UPDATE: ‘GonziPN’ in deep political crisis
Government MP Beppe Fenech Adami concedes that the ‘No’ camp was ‘checkmated’ by the ‘Yes’, as Sunday’s resounding vote in favour of Jeffrey Pullicino Orlando’s divorce bill plunges both Lawrence Gonzi and the Nationalist Party into disarray
Last Sunday’s resounding vote in favour of divorce has triggered an unprecedented political crisis within government and the Nationalist Party, to the extent that MP Beppe Fenech Adami admitted during last Monday’s parliamentary group that the No camp was “checkmated” (gibtuna nitkellmu wehidna).
Fenech Adami’s remark came was made in the wake of a desperate appeal he addressed to the Prime Minister during the meeting, when he asked a puzzled Dr Gonzi to guide the PN parliamentary group on how to vote when the bill comes before the House.
The Birkirkara MP is reported to have addressed Lawrence Gonzi at least three times during the parliamentary group meeting to qualify what he meant by saying that parliament must respect the people’s decision.
“You are my leader, and I need to know how people like myself who clearly have crisis of conscience to deal with on this matter,” Fenech Adami was reported as telling Gonzi.
Contacted yesterday, Beppe Fenech Adami refused to go into the merit of his intervention during the parliamentary group meeting, but stressed that he has a difficult choice ahead.
“I won’t vote against, but I could abstain or even resign,” Fenech Adami said.
He added however that according to his calculations, the Bill will pass, but should there be the remote situation whereby the numbers don’t add up, then he would have to reconsider his position. “As I said, I won’t vote against, but I could abstain or resign.”
But today Beppe Fenech Adami denied saying that he would vote against. “What I told Karl Stagno Navarra is that I shall be consistent in my stand against the introduction of divorce in Malta. For the proposed legislation to become law it a parliamentary majority which is required.
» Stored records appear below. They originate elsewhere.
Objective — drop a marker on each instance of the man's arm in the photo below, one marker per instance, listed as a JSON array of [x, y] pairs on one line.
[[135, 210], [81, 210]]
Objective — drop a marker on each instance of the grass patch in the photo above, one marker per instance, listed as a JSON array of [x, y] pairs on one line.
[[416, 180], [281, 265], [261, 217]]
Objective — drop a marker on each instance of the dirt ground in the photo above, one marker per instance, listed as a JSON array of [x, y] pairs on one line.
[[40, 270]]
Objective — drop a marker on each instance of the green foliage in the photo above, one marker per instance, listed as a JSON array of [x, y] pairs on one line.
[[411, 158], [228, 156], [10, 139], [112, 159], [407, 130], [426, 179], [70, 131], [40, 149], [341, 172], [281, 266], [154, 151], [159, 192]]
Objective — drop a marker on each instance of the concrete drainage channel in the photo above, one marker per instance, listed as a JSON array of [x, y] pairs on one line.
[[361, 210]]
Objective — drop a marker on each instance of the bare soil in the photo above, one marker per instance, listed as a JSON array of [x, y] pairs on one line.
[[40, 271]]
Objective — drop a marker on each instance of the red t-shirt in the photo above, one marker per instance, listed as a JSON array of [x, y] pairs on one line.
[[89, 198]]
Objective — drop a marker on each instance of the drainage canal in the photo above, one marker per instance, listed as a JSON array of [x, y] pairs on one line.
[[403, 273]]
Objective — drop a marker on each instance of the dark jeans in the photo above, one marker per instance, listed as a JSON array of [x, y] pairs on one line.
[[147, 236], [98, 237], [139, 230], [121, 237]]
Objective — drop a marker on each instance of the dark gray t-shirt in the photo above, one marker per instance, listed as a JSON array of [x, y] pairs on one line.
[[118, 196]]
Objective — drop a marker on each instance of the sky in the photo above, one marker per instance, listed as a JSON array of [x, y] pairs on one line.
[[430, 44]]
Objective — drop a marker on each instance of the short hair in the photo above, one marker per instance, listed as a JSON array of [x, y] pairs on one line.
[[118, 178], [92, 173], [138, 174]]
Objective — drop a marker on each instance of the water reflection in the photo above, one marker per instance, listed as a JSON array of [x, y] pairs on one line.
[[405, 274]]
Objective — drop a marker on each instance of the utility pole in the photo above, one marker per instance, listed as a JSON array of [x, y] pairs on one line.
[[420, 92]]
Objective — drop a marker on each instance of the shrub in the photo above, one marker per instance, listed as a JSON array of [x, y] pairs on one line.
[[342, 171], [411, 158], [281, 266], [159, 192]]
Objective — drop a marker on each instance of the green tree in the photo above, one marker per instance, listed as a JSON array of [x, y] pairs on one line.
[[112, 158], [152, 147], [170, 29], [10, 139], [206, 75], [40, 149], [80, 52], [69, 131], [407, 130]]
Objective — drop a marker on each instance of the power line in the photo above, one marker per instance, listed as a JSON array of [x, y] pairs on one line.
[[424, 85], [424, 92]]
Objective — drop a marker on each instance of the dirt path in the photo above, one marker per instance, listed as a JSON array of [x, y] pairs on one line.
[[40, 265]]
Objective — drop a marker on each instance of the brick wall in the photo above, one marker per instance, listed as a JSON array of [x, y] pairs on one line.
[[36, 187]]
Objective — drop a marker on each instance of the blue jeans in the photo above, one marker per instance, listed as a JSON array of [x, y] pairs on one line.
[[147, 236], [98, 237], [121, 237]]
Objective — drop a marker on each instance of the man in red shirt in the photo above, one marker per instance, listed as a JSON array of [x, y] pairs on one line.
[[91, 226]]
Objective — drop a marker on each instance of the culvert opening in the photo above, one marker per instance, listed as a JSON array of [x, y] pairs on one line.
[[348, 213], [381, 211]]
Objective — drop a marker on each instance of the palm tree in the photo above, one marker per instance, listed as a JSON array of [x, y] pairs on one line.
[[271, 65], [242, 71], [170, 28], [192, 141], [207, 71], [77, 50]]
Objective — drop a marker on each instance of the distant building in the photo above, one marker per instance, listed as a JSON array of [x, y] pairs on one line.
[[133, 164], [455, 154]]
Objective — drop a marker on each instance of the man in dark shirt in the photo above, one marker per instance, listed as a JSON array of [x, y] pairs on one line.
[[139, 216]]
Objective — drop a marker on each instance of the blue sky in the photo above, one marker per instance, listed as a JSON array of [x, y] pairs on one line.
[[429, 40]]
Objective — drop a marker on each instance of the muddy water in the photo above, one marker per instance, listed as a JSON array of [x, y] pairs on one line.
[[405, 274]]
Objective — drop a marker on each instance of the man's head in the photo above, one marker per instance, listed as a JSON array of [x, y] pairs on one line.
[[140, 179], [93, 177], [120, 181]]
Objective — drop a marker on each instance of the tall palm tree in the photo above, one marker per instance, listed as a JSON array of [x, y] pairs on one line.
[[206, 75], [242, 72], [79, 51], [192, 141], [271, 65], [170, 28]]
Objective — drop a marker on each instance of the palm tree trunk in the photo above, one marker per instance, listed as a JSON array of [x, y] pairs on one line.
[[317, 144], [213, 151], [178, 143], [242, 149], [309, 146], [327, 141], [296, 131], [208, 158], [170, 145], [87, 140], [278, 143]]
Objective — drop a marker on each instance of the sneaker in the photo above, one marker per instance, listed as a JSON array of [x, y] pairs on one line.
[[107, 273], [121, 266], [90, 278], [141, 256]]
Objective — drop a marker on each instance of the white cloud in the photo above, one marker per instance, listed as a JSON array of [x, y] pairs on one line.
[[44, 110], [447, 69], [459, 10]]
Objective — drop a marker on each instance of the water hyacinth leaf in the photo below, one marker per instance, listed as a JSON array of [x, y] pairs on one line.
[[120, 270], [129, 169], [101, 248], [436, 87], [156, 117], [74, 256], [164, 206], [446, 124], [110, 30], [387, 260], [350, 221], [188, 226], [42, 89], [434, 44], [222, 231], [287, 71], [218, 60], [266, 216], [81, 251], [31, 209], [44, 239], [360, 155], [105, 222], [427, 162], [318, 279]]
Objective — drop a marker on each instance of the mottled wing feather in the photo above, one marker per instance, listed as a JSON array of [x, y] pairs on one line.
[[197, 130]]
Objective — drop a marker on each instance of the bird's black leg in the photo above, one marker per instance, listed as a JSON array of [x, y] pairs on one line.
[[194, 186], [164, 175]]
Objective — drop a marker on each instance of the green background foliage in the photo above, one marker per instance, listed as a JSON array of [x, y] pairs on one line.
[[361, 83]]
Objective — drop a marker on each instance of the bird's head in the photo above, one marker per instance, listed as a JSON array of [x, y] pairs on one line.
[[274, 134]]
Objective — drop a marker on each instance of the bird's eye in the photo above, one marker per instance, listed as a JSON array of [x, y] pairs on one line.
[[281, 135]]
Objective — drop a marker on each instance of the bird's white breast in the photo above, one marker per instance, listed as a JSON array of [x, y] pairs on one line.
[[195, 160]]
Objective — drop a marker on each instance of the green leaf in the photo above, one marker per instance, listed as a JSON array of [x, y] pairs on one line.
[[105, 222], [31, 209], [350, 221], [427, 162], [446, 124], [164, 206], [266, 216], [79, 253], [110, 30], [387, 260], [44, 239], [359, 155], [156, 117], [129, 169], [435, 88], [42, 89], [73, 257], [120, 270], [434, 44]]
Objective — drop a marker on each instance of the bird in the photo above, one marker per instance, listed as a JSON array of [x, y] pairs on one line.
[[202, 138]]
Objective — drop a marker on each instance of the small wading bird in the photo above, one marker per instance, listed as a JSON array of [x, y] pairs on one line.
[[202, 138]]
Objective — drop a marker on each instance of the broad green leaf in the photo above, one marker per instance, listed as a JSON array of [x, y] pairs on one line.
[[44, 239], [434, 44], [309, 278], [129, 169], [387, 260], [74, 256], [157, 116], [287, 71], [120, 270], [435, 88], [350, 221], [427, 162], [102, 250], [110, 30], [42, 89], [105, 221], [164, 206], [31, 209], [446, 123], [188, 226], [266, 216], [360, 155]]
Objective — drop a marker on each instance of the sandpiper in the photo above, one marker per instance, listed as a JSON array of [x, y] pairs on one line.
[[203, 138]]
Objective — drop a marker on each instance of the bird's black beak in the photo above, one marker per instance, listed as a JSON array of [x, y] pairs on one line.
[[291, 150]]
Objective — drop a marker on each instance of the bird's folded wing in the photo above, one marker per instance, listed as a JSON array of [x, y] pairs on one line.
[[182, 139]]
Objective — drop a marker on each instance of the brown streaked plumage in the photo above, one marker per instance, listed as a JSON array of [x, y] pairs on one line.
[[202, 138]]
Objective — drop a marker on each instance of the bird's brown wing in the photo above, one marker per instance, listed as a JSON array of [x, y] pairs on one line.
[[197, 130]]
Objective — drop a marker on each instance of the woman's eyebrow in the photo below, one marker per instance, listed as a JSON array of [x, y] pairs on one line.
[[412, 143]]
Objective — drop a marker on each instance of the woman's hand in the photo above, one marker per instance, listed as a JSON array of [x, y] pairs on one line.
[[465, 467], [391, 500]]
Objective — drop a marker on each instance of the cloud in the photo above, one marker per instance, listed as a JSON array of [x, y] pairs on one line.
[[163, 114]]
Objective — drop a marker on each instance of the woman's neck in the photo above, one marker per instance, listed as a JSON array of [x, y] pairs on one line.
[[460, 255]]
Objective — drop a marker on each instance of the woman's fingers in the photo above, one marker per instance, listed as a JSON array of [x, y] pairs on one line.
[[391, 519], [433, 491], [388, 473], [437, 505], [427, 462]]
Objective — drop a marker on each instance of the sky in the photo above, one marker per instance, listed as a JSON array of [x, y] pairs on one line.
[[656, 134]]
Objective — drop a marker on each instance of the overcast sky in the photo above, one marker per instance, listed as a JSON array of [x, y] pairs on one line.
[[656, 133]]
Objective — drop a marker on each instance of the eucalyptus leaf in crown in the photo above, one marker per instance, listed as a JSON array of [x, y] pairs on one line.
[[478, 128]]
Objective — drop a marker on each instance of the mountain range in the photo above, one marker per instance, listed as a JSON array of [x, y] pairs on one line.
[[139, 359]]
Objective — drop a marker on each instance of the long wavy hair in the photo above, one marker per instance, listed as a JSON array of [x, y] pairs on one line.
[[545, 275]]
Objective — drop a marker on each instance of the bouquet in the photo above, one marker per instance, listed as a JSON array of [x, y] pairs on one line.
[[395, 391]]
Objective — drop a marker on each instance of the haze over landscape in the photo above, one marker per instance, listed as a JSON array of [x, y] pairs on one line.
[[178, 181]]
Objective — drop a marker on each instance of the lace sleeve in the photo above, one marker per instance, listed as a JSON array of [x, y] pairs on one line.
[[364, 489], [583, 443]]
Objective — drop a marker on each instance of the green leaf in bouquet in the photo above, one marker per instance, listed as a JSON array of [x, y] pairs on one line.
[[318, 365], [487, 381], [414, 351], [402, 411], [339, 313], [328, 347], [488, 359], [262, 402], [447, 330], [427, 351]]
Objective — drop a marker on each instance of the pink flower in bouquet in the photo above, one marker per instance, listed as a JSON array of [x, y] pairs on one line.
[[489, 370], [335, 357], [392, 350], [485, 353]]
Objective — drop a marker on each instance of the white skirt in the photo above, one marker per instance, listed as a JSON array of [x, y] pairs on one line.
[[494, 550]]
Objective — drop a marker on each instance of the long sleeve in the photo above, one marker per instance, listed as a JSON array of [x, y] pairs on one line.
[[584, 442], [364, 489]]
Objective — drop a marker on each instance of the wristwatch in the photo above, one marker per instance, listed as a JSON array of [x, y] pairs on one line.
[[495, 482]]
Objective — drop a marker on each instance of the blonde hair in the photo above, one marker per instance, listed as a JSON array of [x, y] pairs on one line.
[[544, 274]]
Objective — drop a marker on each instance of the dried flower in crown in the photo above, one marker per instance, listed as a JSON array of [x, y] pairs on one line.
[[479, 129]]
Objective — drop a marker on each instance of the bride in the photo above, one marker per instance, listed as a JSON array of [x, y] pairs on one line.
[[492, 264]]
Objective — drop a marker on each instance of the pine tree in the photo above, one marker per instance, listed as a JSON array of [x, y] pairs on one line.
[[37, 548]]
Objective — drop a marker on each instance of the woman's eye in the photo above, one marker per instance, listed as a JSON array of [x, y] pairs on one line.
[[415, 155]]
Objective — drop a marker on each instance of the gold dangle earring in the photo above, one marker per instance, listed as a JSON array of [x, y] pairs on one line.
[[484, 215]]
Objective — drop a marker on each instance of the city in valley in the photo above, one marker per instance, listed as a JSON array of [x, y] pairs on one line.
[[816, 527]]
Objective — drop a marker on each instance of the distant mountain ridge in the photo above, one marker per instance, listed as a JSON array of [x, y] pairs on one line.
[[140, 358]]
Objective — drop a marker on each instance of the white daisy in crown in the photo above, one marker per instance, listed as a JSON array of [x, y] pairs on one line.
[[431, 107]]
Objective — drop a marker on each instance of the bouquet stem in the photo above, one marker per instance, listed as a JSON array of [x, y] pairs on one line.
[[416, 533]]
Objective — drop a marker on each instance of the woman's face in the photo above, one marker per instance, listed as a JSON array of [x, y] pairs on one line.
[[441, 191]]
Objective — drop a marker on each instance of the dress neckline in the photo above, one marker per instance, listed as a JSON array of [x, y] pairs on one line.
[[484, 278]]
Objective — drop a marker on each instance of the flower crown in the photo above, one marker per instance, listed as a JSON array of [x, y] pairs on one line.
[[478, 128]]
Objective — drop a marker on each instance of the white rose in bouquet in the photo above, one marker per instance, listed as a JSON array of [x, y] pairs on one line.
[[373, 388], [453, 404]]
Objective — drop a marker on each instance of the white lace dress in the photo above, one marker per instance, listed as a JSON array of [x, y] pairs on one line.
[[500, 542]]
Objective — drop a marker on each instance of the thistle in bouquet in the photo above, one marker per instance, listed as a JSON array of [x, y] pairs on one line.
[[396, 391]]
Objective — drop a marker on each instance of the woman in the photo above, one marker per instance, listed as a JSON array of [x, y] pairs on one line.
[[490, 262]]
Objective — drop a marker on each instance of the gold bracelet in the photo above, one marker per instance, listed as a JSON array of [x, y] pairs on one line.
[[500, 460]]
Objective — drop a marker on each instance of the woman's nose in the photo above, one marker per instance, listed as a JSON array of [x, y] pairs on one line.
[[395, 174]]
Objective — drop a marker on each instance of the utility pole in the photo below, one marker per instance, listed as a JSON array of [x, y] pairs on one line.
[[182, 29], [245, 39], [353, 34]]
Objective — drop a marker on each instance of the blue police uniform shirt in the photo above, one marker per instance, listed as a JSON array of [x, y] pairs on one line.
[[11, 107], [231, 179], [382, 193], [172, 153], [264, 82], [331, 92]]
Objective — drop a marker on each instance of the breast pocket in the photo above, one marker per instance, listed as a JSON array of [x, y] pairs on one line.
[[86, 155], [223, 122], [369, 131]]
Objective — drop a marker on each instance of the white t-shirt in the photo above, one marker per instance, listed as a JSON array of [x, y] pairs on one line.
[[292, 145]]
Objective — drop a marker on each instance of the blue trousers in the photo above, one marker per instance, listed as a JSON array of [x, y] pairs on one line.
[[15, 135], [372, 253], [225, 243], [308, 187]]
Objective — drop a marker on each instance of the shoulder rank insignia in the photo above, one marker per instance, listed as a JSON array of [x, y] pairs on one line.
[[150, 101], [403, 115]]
I see no problem for such a majority to be acquired."
A number of MPs also confronted the Prime Minister on the way forward and was challenged to say how he will vote in parliament.
Gonzi was the first to call for a referendum on divorce hours after Jeffrey Pullicino Orlando had presented the Private Member’s Bill in July 2010, also leading the PN to adopt a stand against divorce.
A majority of MPs followed the Prime Minister’s lead and declared themselves against divorce, and are now facing the embarrassment of making a U-turn.
But while Gonzi refuses to budge from his position and declare how he will vote in parliament, MPs are venting their anger as they interpret the Prime Minister and his Cabinet’s silence as a choreographed stand by replying only that they will vote “according to conscience.”
MPs Robert Arrigo, Jean-Pierre Farrugia, Jesmond Mugliett, Censu Galea and Franco Debono all spoke on the odd and critical situation the party was in and that there was no easy way out, except by doing the honourable thing of accepting the people’s will and have their vote reflect that will.
Backbenchers are even claiming they have been ‘set up’ by Cabinet, who are hiding behind a rehearsed and vague reply as to how they will vote in parliament, despite a call by the Prime Minister for the House to “respect” the people’s decision.
Contacted yesterday, most backbenchers refused to comment, but some said that they will not accept a situation where Ministers would ‘hide’ behind their assumption of numbers within the house to have the bill passed.
“I will not be the one to be left out to dry to save their face while they comfortably chose to abstain,” an irate MP told MaltaToday.
MP Franco Debono said that “voting No is definitely not on the cards” and added that the time has come for the PN to do some thorough soul-searching and understand the motives behind such disastrous results.
“After the 2009 MEP election result and Saturday’s referendum, the party needs to conduct a thorough soul-searching excercise and listen more to the people,” he said.
Other MPs reacted to how the Prime Minister persists in speaking on behalf of the Church, when he remarked yesterday that he was preoccupied by the tensions towards the Church.
“The Prime Minister must be secular, and should never speak about the Church the way he is, especially when one knows that it was the Church that created the tensions during this campaign,” the MP said.